Het decennium van de grote tournees begint in 1950, nadat bandopnames het mogelijk maakten om zonder musici, sprekers en zangers – en dus veel betaalbaarder – op reis te gaan. Het ensemble steekt dan voor het eerst de oceaan over, met in 1953 de première van Die Zauberflöte in Boston in de Verenigde Staten. De opera staat tot op de dag van vandaag vrijwel onveranderd op het repertoire en is de meest gespeelde en meest succesvolle productie uit de geschiedenis van het huis. ‘Onze Amerikaanse tournees waren tientallen jaren lang een groot succes, ook financieel gezien’, vertelt Tiefenbacher. Verdere internationale tournees volgden, in Europa maar bijvoorbeeld ook naar Australië, Zuid-Afrika, China en Hongkong. Door corona waren er de laatste jaren geen gastoptredens mogelijk, maar het gezelschap heeft goede hoop vanaf 2023 weer te kunnen reizen. ‘Eerder lukt niet, want zo’n tournee vergt maandenlange voorbereiding.’
500 marionetten
Naast de tournees (meestal in maart-april en oktober-november) zijn er in eigen huis zo’n 175-170 voorstellingen per jaar; in de zomermaanden vaak twee keer op een dag. Sinds 1970 hebben de Salzburger marionetten hun theater in het voormalige hotel Mirabell, centraal gelegen tussen de Internationale Stichting Mozarteum en het Salzburger Landestheater. Bij de verbouwing werd de voormalige eetzaal ingericht als theaterzaal met 350 zitplaatsen. In de zogenaamde ‘Puppenkammer’ – het heiligdom van het theater – wachten ongeveer 500 marionetten erop om te worden gebruikt in de lopende producties. Tussen de 20 en 90 figuren komen in elk stuk voor. In de werkplaatsen worden die producties (nieuwe ensceneringen en reprises) tot in de puntjes voorbereid. In veel opzichten komt er meer bij kijken dan bij een theatervoorstelling met ‘echte’ acteurs. Dat begint al bij de enscenering, vertelt Tiefenbacher. ‘We werken veel met gastregisseurs. Die moeten van te voren al precies aangeven hoe een pop zich moet bewegen, draaien of bukken – want elke pop is maatwerk. Improvisaties en latere veranderingen zijn alleen mogelijk met veel inspanning.’

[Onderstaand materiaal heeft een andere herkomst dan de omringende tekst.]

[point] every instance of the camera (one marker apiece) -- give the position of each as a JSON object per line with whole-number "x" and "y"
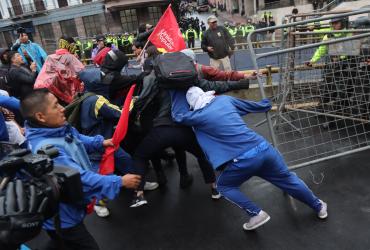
{"x": 31, "y": 188}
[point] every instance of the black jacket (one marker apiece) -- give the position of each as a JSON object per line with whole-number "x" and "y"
{"x": 158, "y": 100}
{"x": 221, "y": 41}
{"x": 111, "y": 70}
{"x": 21, "y": 81}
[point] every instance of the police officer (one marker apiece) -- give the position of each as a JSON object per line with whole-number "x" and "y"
{"x": 239, "y": 34}
{"x": 191, "y": 35}
{"x": 337, "y": 74}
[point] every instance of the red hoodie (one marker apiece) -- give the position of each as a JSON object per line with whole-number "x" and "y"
{"x": 214, "y": 74}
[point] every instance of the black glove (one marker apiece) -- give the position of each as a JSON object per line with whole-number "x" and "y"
{"x": 21, "y": 213}
{"x": 242, "y": 84}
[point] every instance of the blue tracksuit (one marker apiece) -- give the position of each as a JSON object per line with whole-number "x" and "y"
{"x": 9, "y": 103}
{"x": 94, "y": 185}
{"x": 227, "y": 141}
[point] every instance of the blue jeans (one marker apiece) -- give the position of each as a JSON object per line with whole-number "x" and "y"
{"x": 265, "y": 162}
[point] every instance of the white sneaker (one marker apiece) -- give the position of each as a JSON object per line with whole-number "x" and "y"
{"x": 101, "y": 211}
{"x": 323, "y": 214}
{"x": 149, "y": 186}
{"x": 256, "y": 221}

Veel wordt ook nieuw ontwikkeld en uitgevonden. Zo wilde regisseur Hinrich Horstkotte bij de enscenering van Alice in Wonderland dat de Hartenkoningin beenloos over het toneel zou zweven, maar bij het spelen van croquet juist met haar voeten op de grond zou stampen. De oplossing van de poppenmaker: Intrekbare ‘benen’ die alleen onder haar jurk vandaan komen als de poppenspeler aan een bepaald touwtje trekt. Ook anders dan anders: Een regisseur die tijdens de repetities in de zaal zit en ongeduldig wordt omdat een pop niet snel genoeg zijn instructies opvolgt. Funck: ‘Dan moeten we uitleggen dat wij achter de schermen echt even tijd nodig hebben om uit te vogelen hoe we bijvoorbeeld twee figuren langs elkaar kunnen laten lopen zonder dat hun draden verstrengeld raken.’
Vijf Maria’s
De meeste regisseurs, vertelt Funck, nemen hun eigen choreografen, kostuumontwerpers, lichttechnici en decorbouwers mee. Het ensemble en de technici ter plaatse adviseren dan over wat er wel of niet mogelijk is. Hij neemt ons mee naar zijn werkplaats. In rekken langs de wanden liggen stoffen in allerlei patronen; op de werkbanken papieren vellen met kledingontwerpen. Hij legt hij uit dat het maken van de miniatuur-kleding relatief lastig is, omdat je op dat kleine formaat zelfs een afwijking van enkele millimeter tussen bijvoorbeeld de linker en rechter mouwinzet kunt zien. Bovendien moet er – net als bij kleding voor balletdansers – rekening worden gehouden met extra ruimte bij de oksels en knieholtes, om de poppen niet in hun bewegingsvrijheid te belemmeren. De meeste kostuums zijn van zijde, want de stof mag de pop niet te zwaar maken. Om het er toch uit te laten zien als loden of denim, zijn heel wat bewerkingen nodig.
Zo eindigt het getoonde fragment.